About 10 000 Cuban workers and students gathered on Monday
before a monument of the fighter carrying a rifle in
Santa Clara, the city in central Cuba that Guevara "liberated"
in 1958 in the decisive battle of the Cuban revolution.
"Che was loved, in spite of being stern and demanding. We
would give our life for him," said 80-year-old Tomas Alba, who
fought under Guevara's command.
A billboard quoted Castro saying: "We want you to be like
Che." 'One, two, many Vietnams'
Guevara remains a national hero in Cuba where he is
remembered for promoting unpaid voluntary work by working
shirtless on building sites or hauling sacks of sugar.

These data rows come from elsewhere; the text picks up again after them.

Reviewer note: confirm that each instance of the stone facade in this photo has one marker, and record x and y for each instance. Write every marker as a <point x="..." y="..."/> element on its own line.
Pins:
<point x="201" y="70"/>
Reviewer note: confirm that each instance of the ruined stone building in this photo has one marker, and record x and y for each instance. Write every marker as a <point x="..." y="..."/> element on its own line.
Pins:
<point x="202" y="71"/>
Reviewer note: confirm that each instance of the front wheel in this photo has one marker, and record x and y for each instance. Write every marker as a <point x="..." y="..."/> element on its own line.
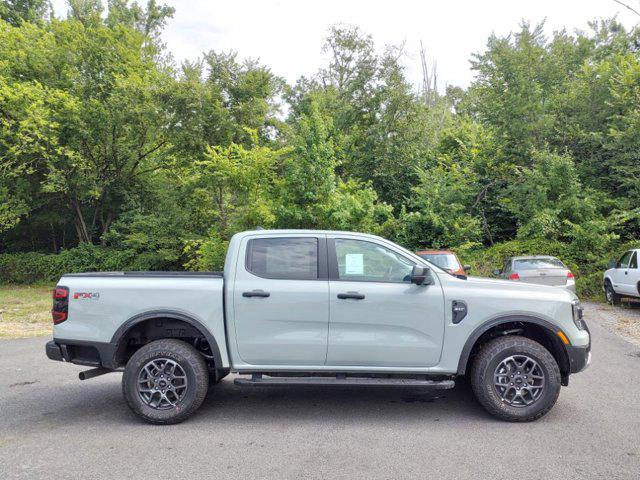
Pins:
<point x="515" y="379"/>
<point x="165" y="381"/>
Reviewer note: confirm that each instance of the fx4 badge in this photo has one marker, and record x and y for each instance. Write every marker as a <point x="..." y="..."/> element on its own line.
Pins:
<point x="86" y="295"/>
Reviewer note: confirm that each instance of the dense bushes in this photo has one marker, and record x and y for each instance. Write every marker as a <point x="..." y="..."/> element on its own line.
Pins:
<point x="587" y="267"/>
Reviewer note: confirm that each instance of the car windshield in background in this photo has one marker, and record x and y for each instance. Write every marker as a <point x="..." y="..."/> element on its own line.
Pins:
<point x="535" y="263"/>
<point x="442" y="260"/>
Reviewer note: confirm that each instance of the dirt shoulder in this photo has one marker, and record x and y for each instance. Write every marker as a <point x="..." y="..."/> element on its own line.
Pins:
<point x="25" y="311"/>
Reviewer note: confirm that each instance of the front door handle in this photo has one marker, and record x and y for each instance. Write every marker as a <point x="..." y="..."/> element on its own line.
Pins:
<point x="354" y="295"/>
<point x="256" y="293"/>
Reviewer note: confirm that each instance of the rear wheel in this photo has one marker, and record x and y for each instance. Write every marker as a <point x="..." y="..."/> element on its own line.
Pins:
<point x="165" y="381"/>
<point x="515" y="379"/>
<point x="610" y="294"/>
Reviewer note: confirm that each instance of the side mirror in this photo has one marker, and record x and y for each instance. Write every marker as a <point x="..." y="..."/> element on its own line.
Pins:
<point x="420" y="275"/>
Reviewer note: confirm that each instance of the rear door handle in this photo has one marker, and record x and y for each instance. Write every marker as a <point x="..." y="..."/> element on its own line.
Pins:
<point x="256" y="293"/>
<point x="354" y="295"/>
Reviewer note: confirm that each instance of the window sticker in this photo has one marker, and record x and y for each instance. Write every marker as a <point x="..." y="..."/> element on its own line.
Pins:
<point x="354" y="264"/>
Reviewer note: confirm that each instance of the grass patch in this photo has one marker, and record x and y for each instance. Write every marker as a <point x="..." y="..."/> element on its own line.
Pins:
<point x="25" y="311"/>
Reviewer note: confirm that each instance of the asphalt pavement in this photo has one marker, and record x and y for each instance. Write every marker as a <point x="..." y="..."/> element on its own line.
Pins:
<point x="54" y="426"/>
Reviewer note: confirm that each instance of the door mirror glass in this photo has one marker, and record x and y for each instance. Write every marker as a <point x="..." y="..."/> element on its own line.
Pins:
<point x="421" y="275"/>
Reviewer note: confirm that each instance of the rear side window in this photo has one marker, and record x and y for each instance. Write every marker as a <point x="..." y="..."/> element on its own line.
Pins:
<point x="283" y="258"/>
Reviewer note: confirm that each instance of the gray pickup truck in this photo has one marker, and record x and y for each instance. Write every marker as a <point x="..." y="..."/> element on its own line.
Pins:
<point x="301" y="307"/>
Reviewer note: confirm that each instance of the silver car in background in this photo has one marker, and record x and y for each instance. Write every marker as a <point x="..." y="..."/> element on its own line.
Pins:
<point x="538" y="269"/>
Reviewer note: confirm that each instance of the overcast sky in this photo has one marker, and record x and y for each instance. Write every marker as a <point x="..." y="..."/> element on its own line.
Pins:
<point x="287" y="35"/>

To this
day, he appears on a Cuban banknote cutting sugar cane with a
machete in the fields.
He left Cuba in 1966 to start a new anti-US guerrilla
movement in the jungle of eastern Bolivia, hoping to create
"two, three, many Vietnams" in Latin America.
Posters of the long-haired Guevara wearing a soldier's
beret with a single star turned the revolutionary outlaw into
an international folk hero and symbol of rebellion.
The image, based on a picture taken by Cuban photographer
Alberto Korda, has been massively reproduced on T-shirts, mugs,
baseball caps, Swatch watches, bikinis and other products of
the capitalist consumer society he fought against.